Voters like us sometimes don’t deserve to be represented, proportionately or otherwise.


Seven Shades of Shame

5th May 2010


There is some corner of the Groucho Bar

That is forever England


Because sitting in that corner is my friend, our dearly beloved national treasure, Mr Stephen Fry.  It is treason, still punishable by death – or at least (as Fry might say) seven shades of shit falling on your head – to query, question or otherwise undermine the pronouncements of the jewel in our national crown.


Fry, the Answer To The First Question.  (“Who shall I follow on Twitter?”)


Fry, the first lord of luvviedom, the one-man ‘wiki’ of extravagant and obscure knowledge; champion of Wodehouse, Wilde and Conan Doyle; emotional anchor of the Cambridge set of Thompson, Laurie et al; early adopter of all things Mac, et cetera, et cetera.


Oh and don’t forget the taxi in America.  The thoroughly decent openness on manic depression.   The heart-rending Who Do You Think You Are?


Meddle with this icon at your peril. 


ESPECIALLY if you’re still hoping to persuade him to come and make that drama series with you. 


ESPECIALLY if this all-round untouchable good guy nominated you for the Groucho.  These things are un-doable, you know.  Memberships may be withdrawn.


So, hold my hand, reader, while I say what I have to say.


Stephen oh Darling oh Sweetie oh Braveheart.  Vote 3?  Giving it a number doesn’t make it better!  Vote 3 is still a vote for the LibDems!


Why are you even contemplating it?  Ay me.


You seem to offer two reasons:


1) you think Clegg and Cable are “more impressive” than many other candidates and therefore , “our country can only be enriched, in its moment of economic crisis, by their presence in government at some level.”


Is it not, Great One, that you prefer any of their policies?   Which ones?


2)  you like the sound of a hung parliament.  (No double-entendres, please; these are serious issues and serious times.)  “The arguments, if arguments they be, that hung parliaments mean hobbled, lame parliaments are surely nonsense.”


Oh but Dear One, what motivates you to want a hung parliament?  “Our society is open enough, with its media and social networking, to force the politicians to come to a workable arrangement.”


I fear this is a “knock the heads together” argument similar to that espoused by another hero of mine, Armando Iannucci, in yesterday’s Independent.   It springs from a desire to see cleaner politics.   No argument there.


My concern is that a hung parliament entails back-room horse-trading; politicians disappearing into smoke-filled clubs to form and maintain governments, well away from the public eye.   I don’t think that produces open, clean politics, or delivers accountability.

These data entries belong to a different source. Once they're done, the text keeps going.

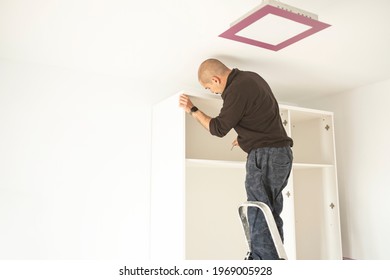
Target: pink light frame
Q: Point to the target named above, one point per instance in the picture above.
(231, 33)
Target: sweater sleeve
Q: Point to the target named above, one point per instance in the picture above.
(232, 111)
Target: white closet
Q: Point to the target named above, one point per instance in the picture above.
(198, 184)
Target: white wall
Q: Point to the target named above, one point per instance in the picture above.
(363, 155)
(74, 165)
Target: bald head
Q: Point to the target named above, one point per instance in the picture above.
(212, 67)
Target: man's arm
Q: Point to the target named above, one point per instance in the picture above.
(202, 118)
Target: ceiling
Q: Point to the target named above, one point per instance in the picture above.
(164, 41)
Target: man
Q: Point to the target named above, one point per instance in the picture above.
(250, 108)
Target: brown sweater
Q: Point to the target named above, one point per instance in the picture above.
(250, 107)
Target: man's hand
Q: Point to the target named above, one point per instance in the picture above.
(185, 103)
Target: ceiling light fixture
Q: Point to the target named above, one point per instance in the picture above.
(274, 26)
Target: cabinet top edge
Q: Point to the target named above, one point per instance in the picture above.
(218, 97)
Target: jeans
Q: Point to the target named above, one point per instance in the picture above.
(267, 173)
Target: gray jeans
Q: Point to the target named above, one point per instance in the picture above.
(267, 173)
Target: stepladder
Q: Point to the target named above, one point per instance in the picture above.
(269, 218)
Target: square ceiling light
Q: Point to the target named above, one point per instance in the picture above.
(274, 26)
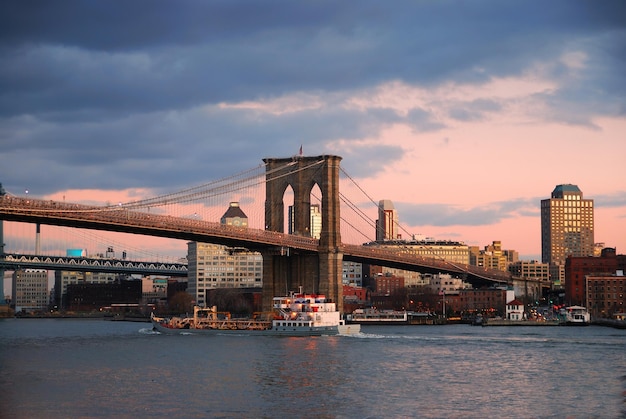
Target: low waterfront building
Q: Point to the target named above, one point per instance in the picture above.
(515, 310)
(577, 267)
(492, 256)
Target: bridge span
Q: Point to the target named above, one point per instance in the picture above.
(121, 219)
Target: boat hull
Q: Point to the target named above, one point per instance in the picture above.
(339, 330)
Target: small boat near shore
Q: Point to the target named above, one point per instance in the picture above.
(294, 315)
(379, 317)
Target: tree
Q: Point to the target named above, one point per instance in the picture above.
(181, 302)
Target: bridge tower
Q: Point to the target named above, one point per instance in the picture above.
(285, 269)
(2, 297)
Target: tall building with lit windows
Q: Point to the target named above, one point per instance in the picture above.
(212, 266)
(566, 228)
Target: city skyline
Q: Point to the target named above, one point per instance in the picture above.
(464, 115)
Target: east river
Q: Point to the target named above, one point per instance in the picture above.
(102, 369)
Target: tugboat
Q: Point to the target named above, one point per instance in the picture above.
(293, 315)
(575, 316)
(377, 317)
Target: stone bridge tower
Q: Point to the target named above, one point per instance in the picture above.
(286, 269)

Worse, hung parliaments give disproportionate power to centrist parties.  In our case, the LibDems have not said whether they would side with Labour or the Conservatives in the event that they held the balance of power.  It’s a huge choice, and the public would have NO say in it.   How democratic is that?

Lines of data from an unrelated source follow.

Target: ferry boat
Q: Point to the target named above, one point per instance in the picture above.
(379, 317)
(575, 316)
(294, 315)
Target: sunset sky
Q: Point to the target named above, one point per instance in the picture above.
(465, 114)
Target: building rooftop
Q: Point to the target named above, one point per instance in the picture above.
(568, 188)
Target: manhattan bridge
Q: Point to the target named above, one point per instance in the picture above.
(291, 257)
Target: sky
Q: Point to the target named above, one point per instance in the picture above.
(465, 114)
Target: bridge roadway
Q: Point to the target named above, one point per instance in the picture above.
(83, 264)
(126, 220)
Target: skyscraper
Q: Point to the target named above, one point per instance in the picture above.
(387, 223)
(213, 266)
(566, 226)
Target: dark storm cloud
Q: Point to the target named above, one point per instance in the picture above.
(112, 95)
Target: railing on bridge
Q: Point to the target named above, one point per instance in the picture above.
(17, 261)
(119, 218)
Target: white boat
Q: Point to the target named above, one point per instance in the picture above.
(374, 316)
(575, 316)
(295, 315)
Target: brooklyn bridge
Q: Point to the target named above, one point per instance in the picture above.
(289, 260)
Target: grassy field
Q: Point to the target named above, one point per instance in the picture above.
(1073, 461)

And how democratic is it that a party with 80 – 100 seats could hold what is laughably called the “balance” of power and freeze out a party – choose your colour – with 250 or more seats? 


How democratic is it that Nick Clegg would seek to insist on the choice of leader of another party?  (Perhaps you missed this while you were writing your book in Hollywood.  Mr Clegg first said that if Labour came third in the popular vote, then they would have “lost comprehensively” and he would not be able to support them.  Then he changed his mind, saying he would countenance supporting Labour in that event, but not Gordon Brown.  So, if it suited him, he would prop up a government which had “lost comprehensively”. )

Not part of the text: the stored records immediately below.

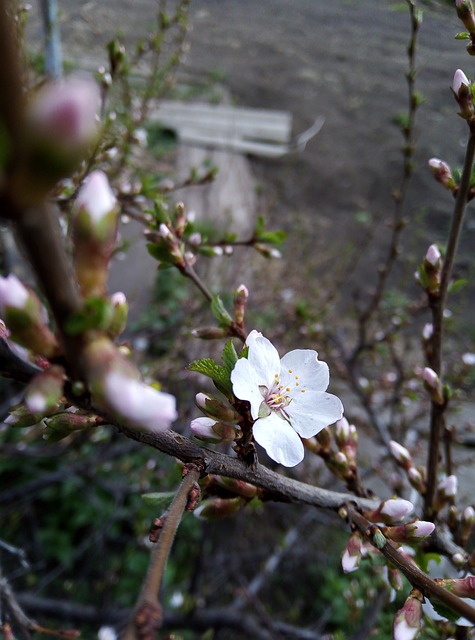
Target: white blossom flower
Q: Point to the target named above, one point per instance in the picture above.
(287, 397)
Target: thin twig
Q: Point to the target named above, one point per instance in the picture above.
(416, 577)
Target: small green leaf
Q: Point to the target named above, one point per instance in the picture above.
(161, 499)
(96, 313)
(229, 356)
(160, 253)
(220, 313)
(272, 237)
(218, 374)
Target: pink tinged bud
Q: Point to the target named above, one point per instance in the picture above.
(67, 112)
(137, 403)
(94, 232)
(433, 256)
(351, 556)
(419, 529)
(342, 431)
(12, 294)
(24, 315)
(408, 620)
(459, 82)
(427, 331)
(400, 454)
(395, 509)
(45, 391)
(96, 197)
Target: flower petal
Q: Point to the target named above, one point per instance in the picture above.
(264, 359)
(312, 411)
(312, 373)
(279, 440)
(246, 385)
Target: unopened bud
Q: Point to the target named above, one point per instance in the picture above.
(94, 232)
(463, 94)
(240, 300)
(24, 315)
(393, 510)
(45, 391)
(268, 252)
(351, 556)
(442, 173)
(408, 619)
(400, 454)
(120, 309)
(433, 385)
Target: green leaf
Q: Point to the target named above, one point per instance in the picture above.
(229, 356)
(159, 252)
(96, 313)
(218, 374)
(219, 311)
(161, 499)
(272, 237)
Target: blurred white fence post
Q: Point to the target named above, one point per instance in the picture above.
(53, 56)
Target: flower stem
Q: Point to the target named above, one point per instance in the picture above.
(147, 616)
(437, 304)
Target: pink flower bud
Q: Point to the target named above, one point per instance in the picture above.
(25, 317)
(94, 232)
(419, 529)
(139, 404)
(95, 197)
(400, 454)
(351, 556)
(12, 293)
(460, 80)
(408, 620)
(45, 391)
(396, 509)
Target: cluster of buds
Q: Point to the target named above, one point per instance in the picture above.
(227, 324)
(404, 460)
(442, 173)
(219, 422)
(429, 272)
(25, 318)
(462, 90)
(408, 619)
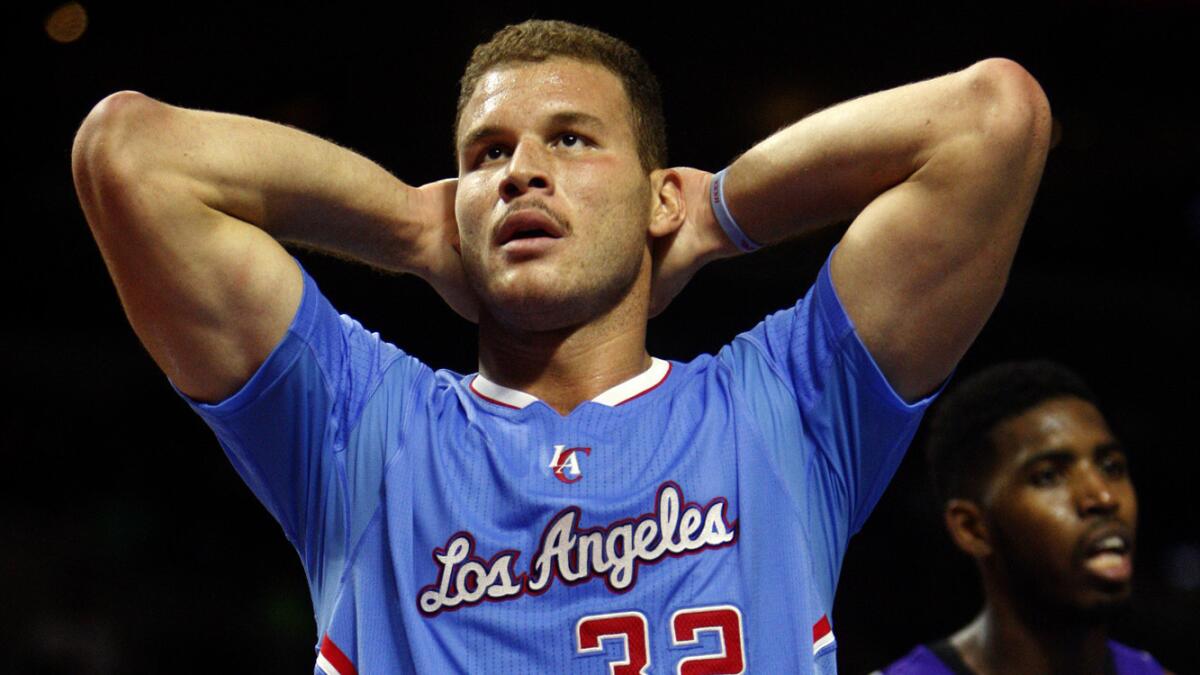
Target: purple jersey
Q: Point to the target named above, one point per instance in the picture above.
(693, 519)
(941, 658)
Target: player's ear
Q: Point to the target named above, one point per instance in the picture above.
(667, 207)
(967, 526)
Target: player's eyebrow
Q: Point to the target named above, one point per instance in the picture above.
(1056, 455)
(565, 118)
(1066, 455)
(576, 118)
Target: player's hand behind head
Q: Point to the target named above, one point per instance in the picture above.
(696, 243)
(439, 260)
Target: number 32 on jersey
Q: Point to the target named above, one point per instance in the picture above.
(687, 625)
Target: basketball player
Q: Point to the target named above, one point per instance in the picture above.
(576, 506)
(1036, 489)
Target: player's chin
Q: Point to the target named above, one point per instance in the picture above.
(1099, 603)
(535, 306)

None of which bodes well, Lovely Man, for the “determined effort to move to a genuinely open and well constructed parliamentary democracy” that excites you.


Oh I feel so horrible gainsaying you.  I embrace, kiss and adore you for speaking up for decency in politics.  An end to sniping?  Yes please.


And then I snipe at you.  I am loathsome and unworthy.  I have given way to base feelings, crude loyalties and deep turbulent emotions bubbling down in my depths.


I’ll be round the Groucho later to give back my little member’s keyfob.


As I walk away up Dean Street, the seven shades of shit will fall on my head, and I will know that my heart will never be at peace under an English heaven.